Hypera nigrirostris, commonly known as the lesser clover leaf weevil, is a species of weevil that is native to Europe and northern Africa and has been introduced to North America and Japan. Both adults and larvae feed on red clover and other plants in the family Fabaceae.

==Description==
The lesser clover leaf weevil grows to a length of about 3 to 4 mm. The rostrum or beak is three times as long as it is broad, and is notched at its base. The eyes are large, transverse and non-protuberant. The frons is narrower than the rostrum while the pronotum is broad. The proximal ends of the elytra have parallel sides and bear prominent humeral humps. The general colour of the insect is black, with a reddish tinge to the legs and antennae. The pronotum has a greenish-gold sheen and the elytra have a greenish metallic appearance, both being the result of the presence of dissected scales.

==Hosts==
The lesser clover leaf weevil is an oligophage, limited to certain plants in the legume family. Its main hosts are red clover (Trifolium pratense), white clover (T. repens) and alsike clover (T. hybridum), but it can also feed on pea, alfalfa and vetch. Adults chew holes in leaves and create hollows in stems, while the larvae target the buds and flowers, each larva damaging some three or four inflorescences.

==Life cycle==
In northeastern Saskatchewan, adults overwinter in fields of red clover. The insects become active in late April and eggs are laid between early May and mid-July inside the clover shoots, leaves and stipules.

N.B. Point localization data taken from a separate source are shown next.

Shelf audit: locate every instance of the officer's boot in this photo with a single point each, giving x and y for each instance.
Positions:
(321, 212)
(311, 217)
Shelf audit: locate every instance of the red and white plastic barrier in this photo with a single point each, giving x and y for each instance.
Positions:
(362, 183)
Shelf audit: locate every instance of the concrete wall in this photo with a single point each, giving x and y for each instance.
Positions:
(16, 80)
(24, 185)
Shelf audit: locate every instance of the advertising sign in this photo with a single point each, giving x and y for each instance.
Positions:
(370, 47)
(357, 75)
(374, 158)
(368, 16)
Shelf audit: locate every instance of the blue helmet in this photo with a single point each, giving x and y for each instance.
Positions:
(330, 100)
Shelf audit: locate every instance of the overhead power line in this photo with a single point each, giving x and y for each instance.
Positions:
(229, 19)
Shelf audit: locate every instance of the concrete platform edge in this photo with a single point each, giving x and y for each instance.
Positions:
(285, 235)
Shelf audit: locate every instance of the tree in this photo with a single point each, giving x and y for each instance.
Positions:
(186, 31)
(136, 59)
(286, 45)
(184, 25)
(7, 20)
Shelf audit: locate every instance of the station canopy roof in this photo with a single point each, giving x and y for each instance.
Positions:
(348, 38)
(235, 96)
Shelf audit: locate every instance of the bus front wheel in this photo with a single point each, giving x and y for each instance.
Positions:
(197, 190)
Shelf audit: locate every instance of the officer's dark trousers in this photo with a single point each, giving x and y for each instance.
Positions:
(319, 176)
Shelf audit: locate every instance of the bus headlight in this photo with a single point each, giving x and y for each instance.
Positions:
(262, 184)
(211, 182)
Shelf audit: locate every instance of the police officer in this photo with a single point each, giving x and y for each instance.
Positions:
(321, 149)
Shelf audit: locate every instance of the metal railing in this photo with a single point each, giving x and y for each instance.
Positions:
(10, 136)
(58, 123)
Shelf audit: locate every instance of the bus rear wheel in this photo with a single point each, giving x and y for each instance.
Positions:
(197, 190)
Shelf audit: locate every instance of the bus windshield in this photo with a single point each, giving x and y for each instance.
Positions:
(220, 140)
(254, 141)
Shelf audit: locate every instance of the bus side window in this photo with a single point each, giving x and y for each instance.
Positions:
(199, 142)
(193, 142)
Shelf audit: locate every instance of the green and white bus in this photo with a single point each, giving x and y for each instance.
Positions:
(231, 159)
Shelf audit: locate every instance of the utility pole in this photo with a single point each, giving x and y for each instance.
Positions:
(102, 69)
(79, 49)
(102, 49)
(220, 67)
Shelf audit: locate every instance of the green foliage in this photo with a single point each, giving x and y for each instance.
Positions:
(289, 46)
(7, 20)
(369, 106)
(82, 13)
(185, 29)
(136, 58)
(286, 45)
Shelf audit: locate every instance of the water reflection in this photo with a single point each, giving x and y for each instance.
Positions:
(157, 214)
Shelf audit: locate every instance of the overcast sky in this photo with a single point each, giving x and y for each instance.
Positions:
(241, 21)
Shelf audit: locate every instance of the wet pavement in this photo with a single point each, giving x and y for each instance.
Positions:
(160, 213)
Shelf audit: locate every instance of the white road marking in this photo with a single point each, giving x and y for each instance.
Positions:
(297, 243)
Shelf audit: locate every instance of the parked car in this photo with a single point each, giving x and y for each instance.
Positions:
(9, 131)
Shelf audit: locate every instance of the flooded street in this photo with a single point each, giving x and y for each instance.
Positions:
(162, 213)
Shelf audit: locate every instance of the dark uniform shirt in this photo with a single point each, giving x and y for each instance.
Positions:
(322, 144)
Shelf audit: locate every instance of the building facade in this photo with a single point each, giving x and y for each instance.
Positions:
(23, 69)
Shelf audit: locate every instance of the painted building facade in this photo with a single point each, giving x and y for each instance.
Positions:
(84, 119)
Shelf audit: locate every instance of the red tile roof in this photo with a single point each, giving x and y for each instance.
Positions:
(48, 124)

The developing larvae pass through four instars and feed on the stipules, buds and inflorescences of the clover. Pupation occurs between late June and August, on the plants or on the ground beneath. When the new generation of adults begin to emerge in late July, the density of the weevil population increases sharply. In Canada, this species is often parasitised by other insects and by an entomopathogenic fungus, which help to keep numbers under control.